While consumer preference and resource scarcity are pushing the food sector to explore plant-based protein products, taste remains the deciding factor for successful companies, said food industry experts at the Future Food-Tech conference in New York this week.
“You better have a product that’s craved,” said chief financial officer for Impossible Foods David Lee, adding that no amount of education on the benefits of a vegan diet can overcome consumers’ desire for tasty food.
Livestock production accounts for as much as a third of agricultural carbon emissions, and growing meat consumption could add pressure to world grain supplies. Lee’s company says that its product, the Impossible Burger, “has the look, feel, smell, sizzle, and … taste of a great burger” despite being made from plant material.
The pressure to produce sustainable food for a growing global population has driven investor interest. Similar companies to Impossible Foods include Beyond Meat, which is backed by Bill Gates, S2G Ventures and Kleiner Perkins Caulfield & Buyers. Muufri is another company in the space, using fermentation to create plant-based milk, genetically identical to a cow’s milk.

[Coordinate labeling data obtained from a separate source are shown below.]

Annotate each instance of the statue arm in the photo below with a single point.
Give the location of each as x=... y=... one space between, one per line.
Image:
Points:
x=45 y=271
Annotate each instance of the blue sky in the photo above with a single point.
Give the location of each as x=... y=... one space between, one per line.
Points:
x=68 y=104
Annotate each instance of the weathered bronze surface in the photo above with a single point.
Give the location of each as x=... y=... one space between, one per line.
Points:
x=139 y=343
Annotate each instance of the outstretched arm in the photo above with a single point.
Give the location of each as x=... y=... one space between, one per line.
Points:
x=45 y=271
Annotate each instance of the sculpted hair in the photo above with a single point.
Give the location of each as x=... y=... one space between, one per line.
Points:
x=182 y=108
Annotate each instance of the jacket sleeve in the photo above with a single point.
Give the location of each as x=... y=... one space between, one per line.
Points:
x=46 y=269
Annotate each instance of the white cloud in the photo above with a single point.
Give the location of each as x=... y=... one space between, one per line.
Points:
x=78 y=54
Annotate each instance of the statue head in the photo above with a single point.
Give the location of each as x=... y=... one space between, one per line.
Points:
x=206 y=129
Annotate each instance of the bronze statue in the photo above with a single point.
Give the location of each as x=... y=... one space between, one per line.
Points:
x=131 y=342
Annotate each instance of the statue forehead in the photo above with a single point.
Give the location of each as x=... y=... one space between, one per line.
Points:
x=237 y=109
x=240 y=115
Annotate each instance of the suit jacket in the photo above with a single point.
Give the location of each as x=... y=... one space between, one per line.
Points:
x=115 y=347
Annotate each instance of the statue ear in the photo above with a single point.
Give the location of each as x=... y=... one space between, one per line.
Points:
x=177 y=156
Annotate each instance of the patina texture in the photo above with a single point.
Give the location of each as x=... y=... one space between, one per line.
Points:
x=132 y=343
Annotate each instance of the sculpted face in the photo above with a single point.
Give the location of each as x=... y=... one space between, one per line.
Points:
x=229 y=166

“Companies that seek to transform the food sector need to understand that the consumer is looking for something that tastes great, first and foremost,” said Lee.

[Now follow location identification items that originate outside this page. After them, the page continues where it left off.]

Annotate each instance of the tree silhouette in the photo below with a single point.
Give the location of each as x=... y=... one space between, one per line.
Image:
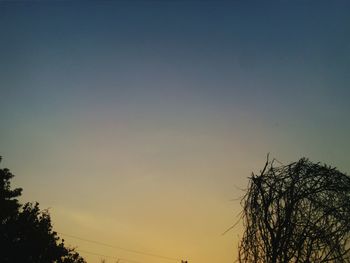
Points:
x=296 y=213
x=26 y=233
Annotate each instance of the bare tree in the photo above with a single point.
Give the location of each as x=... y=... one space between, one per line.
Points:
x=296 y=213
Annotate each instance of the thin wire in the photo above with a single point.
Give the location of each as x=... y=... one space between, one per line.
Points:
x=121 y=248
x=106 y=256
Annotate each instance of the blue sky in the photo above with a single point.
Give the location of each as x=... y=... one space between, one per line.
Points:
x=123 y=104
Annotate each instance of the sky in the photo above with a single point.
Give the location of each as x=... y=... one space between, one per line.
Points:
x=138 y=123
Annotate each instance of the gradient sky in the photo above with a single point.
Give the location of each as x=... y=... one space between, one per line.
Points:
x=137 y=122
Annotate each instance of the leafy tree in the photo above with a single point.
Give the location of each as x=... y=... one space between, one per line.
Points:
x=26 y=233
x=296 y=213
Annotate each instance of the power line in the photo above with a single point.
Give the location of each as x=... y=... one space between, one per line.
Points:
x=121 y=248
x=106 y=256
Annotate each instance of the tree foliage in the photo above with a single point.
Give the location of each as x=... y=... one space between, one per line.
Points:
x=296 y=213
x=26 y=233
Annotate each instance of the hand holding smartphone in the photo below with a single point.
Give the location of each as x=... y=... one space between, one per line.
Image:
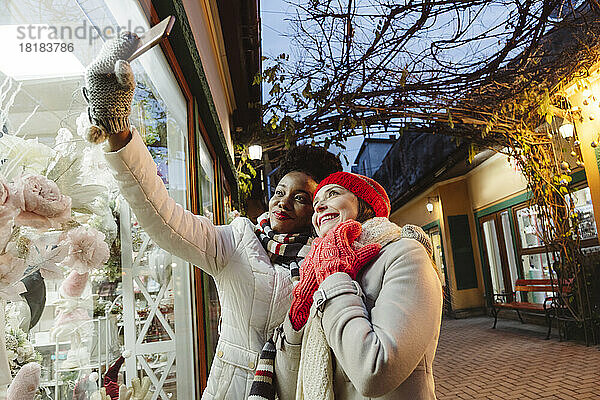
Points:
x=152 y=37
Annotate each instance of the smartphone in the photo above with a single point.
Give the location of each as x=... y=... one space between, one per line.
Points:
x=152 y=37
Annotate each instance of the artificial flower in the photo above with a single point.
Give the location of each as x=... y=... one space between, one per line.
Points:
x=8 y=210
x=11 y=272
x=24 y=155
x=87 y=249
x=42 y=205
x=47 y=258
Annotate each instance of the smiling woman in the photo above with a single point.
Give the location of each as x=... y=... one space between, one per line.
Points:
x=374 y=325
x=290 y=208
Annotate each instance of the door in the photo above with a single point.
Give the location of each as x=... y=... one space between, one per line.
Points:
x=499 y=253
x=438 y=258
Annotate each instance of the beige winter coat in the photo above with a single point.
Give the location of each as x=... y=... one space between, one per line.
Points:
x=383 y=345
x=254 y=293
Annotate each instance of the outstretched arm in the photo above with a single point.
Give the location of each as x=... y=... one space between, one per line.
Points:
x=109 y=91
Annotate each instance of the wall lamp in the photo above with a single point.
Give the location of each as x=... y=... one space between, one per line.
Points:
x=255 y=152
x=429 y=204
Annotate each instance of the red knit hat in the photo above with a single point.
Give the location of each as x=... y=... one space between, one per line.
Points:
x=362 y=187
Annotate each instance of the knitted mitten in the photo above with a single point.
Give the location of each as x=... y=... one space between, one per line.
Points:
x=304 y=290
x=25 y=384
x=415 y=232
x=80 y=389
x=336 y=254
x=111 y=377
x=100 y=395
x=75 y=283
x=138 y=391
x=109 y=88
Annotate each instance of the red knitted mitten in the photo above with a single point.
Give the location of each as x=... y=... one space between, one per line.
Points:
x=336 y=254
x=304 y=290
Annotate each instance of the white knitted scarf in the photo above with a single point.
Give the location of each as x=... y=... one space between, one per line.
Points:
x=315 y=373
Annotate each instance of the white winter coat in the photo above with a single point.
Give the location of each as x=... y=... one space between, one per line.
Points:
x=254 y=294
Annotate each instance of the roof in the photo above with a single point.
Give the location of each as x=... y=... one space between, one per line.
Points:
x=392 y=139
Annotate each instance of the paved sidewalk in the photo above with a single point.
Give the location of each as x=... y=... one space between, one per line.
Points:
x=513 y=361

This was also true of foods in the health sector, not just the sustainable sector.
“We have to start using the ‘and’ word. It has to taste good and be nutritious,” said Laura Harkness, vice-president of R&D at Church and Dwight. “We need to start looking at taste and nutrition and health as one paradigm rather than multiple paradigms.”
The $3.4 billion company sells chemical products such as sodium bicarbonate to the food industry.